In the first of two races on Saturday, which kicked off a best-of-17 final series to win the Cup, the two teams' catamarans nearly collided on several occasions as they crisscrossed the bay. New Zealand was slightly ahead at the start and was passed by Oracle for a short time before regaining its lead and winning the race.
It was the first neck-and-neck race in the regatta after two months of relatively tame qualifying matches easily dominated by the Kiwis.
The final series of matches is culmination of a regatta plagued by controversies including cheating by Oracle, dangerous catamarans, a fatal accident and accusations of mismanagement.
The latest setback came on Tuesday, when an international jury docked Oracle two points and kicked three team members out of the event for adding illegal weight to boats used in a previous preparatory Cup competition.
The penalties, unprecedented in the history of the 162-year-old event, are a big boost for New Zealand, which demolished other would-be challengers in qualifying races in July and August.

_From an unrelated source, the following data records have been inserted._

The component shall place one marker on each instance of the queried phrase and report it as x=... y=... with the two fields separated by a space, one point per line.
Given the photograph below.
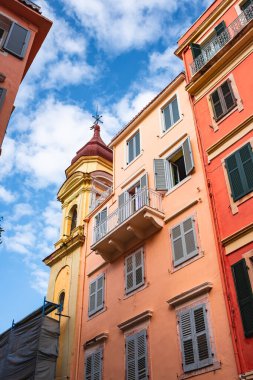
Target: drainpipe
x=221 y=261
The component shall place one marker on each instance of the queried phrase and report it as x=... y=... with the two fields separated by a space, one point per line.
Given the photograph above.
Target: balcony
x=136 y=220
x=218 y=42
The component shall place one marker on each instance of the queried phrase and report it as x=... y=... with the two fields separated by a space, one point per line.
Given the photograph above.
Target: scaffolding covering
x=29 y=350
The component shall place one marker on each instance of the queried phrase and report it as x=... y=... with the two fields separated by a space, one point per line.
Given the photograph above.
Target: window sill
x=136 y=158
x=170 y=128
x=216 y=365
x=178 y=185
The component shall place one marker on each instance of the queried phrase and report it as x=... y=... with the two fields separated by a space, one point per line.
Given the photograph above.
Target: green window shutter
x=240 y=171
x=96 y=295
x=187 y=341
x=17 y=40
x=184 y=242
x=202 y=339
x=196 y=50
x=2 y=96
x=136 y=356
x=160 y=167
x=188 y=157
x=244 y=295
x=220 y=28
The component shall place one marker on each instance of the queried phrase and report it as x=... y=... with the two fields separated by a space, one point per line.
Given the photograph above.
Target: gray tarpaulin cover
x=29 y=350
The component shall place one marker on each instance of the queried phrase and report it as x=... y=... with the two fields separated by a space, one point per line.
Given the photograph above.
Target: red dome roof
x=95 y=147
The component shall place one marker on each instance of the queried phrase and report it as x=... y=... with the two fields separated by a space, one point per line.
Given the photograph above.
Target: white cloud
x=6 y=195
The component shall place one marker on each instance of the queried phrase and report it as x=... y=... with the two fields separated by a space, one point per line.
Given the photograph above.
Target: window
x=170 y=114
x=240 y=171
x=223 y=100
x=136 y=356
x=133 y=199
x=171 y=171
x=13 y=37
x=184 y=242
x=195 y=339
x=244 y=295
x=73 y=218
x=134 y=271
x=96 y=295
x=93 y=365
x=133 y=147
x=100 y=224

Bookmakers see the Kiwis as favorites to take the America's Cup from Oracle although, in a twist of fate, they are now up against one of their country's most accomplished sailors.
Due to the penalty, Oracle needs to win 11 races to retain the Cup, while New Zealand only needs to win a total of nine. Oracle is also sailing without a key crew member, Dirk de Ridder, a 40-year-old Dutchman who was banished from the event for his role in the weight scandal.
The debacle first came to light in July, when 45-foot Oracle catamarans that had been used for a regatta known as the America's Cup World Series of Racing - and were raced again last week in a youth competition - were found to have illegal bags of lead and resin wedged into their frames. Adding weight can help improve the yachts' stability.
In most countries, sailboat racing is a niche sport, and this year's America's Cup so far has done little to change that. Ellison, who won the cup in 2010, and with it the right to set the rules for this year's races, hoped to make the competition more accessible to everyday sports fans with super-fast, high-tech 72-foot boats called AC72s sailing close to shore on the picturesque Bay.